Since 2019, NOFA-VT has served on Vermont's Soil Health & Payment for Ecosystem Services Working Group, in the seat designated by the legislature to represent small-scale, diversified farming. Throughout the process, we have advocated for a model of Payment for Ecosystem Services (PES) in Vermont that supports early adopters of ecologically sound practices, such as organic farmers, and that centers biodiversity as a key indicator of overall ecosystem health and function.
The Working Group is busy writing up our final report to the legislature, due in January 2023, and putting the finishing touches on plans for a pilot program.
At first blush, the concept of "ecosystem services" payments is simple: farmers and other land stewards receive payments for the life-sustaining services provided by the land they manage, such as water filtration, pollination, and climate regulation. In practice though, PES is a deeply complex and potentially problematic subject. Which ecosystem services do we (the public) want to pay for? How do we determine their value? Who gets paid, and where does the money come from? And, critically, what are the risks of assigning monetary value to nature in this way?

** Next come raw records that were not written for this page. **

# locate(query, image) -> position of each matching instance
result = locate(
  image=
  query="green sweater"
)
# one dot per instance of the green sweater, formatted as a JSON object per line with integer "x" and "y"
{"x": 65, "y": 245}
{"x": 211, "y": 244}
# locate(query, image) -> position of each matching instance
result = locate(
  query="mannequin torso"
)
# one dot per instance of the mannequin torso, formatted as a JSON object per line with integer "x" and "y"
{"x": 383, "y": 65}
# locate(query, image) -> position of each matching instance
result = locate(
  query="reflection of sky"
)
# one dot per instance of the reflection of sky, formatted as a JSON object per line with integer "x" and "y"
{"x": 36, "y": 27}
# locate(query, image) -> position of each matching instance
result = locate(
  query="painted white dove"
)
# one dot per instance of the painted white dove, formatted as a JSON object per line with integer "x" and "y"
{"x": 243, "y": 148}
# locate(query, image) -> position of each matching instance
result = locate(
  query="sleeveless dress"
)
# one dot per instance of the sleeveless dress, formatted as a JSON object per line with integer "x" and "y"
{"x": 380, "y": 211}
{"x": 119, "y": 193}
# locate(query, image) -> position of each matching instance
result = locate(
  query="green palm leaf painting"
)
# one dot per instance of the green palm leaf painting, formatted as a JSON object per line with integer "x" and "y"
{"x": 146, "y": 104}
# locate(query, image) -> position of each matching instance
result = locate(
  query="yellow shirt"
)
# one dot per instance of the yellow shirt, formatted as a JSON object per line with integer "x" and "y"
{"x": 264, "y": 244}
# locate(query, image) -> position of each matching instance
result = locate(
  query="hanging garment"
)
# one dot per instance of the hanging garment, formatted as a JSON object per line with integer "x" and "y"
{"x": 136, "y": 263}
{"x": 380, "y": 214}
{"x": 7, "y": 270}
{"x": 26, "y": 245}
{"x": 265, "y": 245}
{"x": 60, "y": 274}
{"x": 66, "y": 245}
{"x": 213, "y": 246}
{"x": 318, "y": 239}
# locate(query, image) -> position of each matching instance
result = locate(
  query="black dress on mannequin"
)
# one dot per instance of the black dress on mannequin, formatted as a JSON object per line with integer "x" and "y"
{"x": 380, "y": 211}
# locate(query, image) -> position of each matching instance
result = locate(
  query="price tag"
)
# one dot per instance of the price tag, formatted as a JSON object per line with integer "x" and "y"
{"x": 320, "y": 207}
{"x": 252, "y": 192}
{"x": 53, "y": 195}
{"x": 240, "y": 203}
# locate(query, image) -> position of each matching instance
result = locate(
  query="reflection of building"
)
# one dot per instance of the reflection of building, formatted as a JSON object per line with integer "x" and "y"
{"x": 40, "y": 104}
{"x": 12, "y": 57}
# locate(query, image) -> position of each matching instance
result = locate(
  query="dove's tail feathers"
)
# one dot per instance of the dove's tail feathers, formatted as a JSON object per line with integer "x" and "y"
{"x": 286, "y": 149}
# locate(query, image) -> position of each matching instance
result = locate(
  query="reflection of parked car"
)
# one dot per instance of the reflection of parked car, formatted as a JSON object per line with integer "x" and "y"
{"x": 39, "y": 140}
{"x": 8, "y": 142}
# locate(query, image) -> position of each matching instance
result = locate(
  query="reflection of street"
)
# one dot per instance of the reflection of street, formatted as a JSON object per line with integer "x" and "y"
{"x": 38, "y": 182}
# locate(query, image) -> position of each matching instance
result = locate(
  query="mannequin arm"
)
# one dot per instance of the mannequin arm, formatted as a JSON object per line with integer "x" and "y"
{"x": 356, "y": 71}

These are just some of the questions the PES Working Group has grappled with for just over three years, not all of which we have necessarily answered. In the end (at least "the end" for now), the Working Group has decided to use an existing federal conservation program, the Conservation Stewardship Program (or CSP), as the basis for our state's PES pilot program.
The Conservation Stewardship Program, administered by the federal Natural Resources Conservation Service (NRCS), pays farmers for implementing certain conservation practices while encouraging and incentivizing conservation "enhancements" (i.e. improvements to good farming practices they are already doing). There are a number of benefits, from NOFA-VT's perspective, to essentially creating a state-level enhancement to the federal CSP program. One benefit is that the program is already administered by an existing federal agency, in close collaboration with state partners like the Conservation Districts. Because of this existing administrative capacity, more of the money can go directly to farmers. Another benefit is that signing up for CSP involves a holistic assessment of the applicant's farming operation, as opposed to focusing narrowly on one outcome such as carbon sequestration, which runs the risk of oversimplification and unintended consequences in a complex system. Finally, CSP has the ability to reward farmers like organic producers who are already managing their land in highly beneficial ways. In contrast to other conservation programs that focus on addressing problems (i.e. "resource concerns" in NRCS-speak), CSP actually can both reward good managers for doing the right thing, and encourage them to continue improving their stewardship over time.
Some challenges to this approach certainly exist as well. Enrolling in NRCS programs can be cumbersome, requiring a commitment on behalf of producers to fill out extensive paperwork. And the payments aren't as high as they should be in some cases to make it worth farmers' while.
Overall though, we are hopeful that this path forward will be fruitful, and are committed to ensuring that it works for farmers while leading to meaningful ecological outcomes in the future. We will share the Working Group's final report and continue to provide updates and ways to make your voice heard.